In fact, it is a typical filing strategy to list many goods in the initial application and then pare the list down at the time of filing an allegation of use of the mark in commerce. Marks may not be registered to U.S. applicants unless use is affirmed and demonstrated to the Trademark Office, and a first use date is entered. Thus, while it is possible (yet unlikely) that BLUE IVY CARTER will be used on all the goods listed in the application, a registration will issue in connection with whatever goods the parents are ultimately able to affirm are being used in commerce.

A typical trademark applicant must still take care not to overreach by listing goods and services which it does not have objective business plans to provide. There can be harsh penalties if an applicant lists more goods than those for which it has a bona fide intent. In one recent federal case in Oregon, a judge interpreted recent Trademark Trial and Appeal Board rulings to mean that a lack of bona fide intent on even one listed good or service in a particular class could serve to void a trademark registration for that entire class of goods or services, even if there was a bona fide intent on all of the other goods and services listed. Thus, caution is urged.

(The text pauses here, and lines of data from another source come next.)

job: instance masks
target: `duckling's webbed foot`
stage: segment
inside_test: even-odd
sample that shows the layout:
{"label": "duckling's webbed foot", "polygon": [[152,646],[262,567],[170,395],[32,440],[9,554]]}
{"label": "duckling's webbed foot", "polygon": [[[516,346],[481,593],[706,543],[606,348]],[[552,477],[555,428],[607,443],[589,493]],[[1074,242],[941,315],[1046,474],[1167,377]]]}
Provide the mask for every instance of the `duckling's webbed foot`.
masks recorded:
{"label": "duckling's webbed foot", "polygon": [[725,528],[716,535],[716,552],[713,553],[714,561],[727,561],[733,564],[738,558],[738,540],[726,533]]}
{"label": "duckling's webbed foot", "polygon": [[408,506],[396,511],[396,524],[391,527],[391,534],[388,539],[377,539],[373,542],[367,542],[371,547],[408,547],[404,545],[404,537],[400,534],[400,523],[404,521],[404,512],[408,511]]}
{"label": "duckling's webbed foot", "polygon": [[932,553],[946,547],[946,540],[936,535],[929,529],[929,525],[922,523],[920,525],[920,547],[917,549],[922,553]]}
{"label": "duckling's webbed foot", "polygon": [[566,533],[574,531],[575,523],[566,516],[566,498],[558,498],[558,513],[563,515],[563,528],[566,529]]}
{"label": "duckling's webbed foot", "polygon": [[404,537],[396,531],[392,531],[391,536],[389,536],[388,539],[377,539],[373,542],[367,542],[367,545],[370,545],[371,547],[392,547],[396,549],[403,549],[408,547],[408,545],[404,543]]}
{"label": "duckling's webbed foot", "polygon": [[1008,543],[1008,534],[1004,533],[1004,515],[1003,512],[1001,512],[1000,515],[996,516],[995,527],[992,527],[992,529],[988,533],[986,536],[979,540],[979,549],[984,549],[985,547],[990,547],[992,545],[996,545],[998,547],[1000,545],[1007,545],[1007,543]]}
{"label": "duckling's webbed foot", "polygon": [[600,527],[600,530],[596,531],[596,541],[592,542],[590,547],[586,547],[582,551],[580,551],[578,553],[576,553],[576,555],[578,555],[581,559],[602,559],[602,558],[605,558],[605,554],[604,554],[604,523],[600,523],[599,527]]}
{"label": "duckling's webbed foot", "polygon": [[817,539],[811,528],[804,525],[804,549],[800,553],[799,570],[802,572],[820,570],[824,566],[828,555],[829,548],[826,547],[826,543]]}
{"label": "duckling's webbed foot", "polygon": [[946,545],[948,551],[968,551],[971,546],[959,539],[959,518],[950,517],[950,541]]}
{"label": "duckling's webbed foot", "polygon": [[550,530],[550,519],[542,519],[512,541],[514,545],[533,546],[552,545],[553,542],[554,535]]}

There are valid strategic reasons to file intent-to-use trademarks for marks that have yet to be commercialized, including the defensive benefits already discussed. Jay-Z and Beyoncé no doubt adore Blue Ivy Carter, the girl, enough to raise her in a strong loving environment; they have also demonstrated that they love BLUE IVY CARTER, the brand, enough to take steps to protect it from potential infringers.

While a trademark application can be very broad in the number of goods and services listed, a potential danger awaits when an applicant lacks a bona fide intent to use the mark in connection with everything contained in an application. While it generally is a good idea to file broadly, it is sensible to make sure that the scope of goods and services listed does not exceed the scope of the applicant's valid business plans for that particular brand.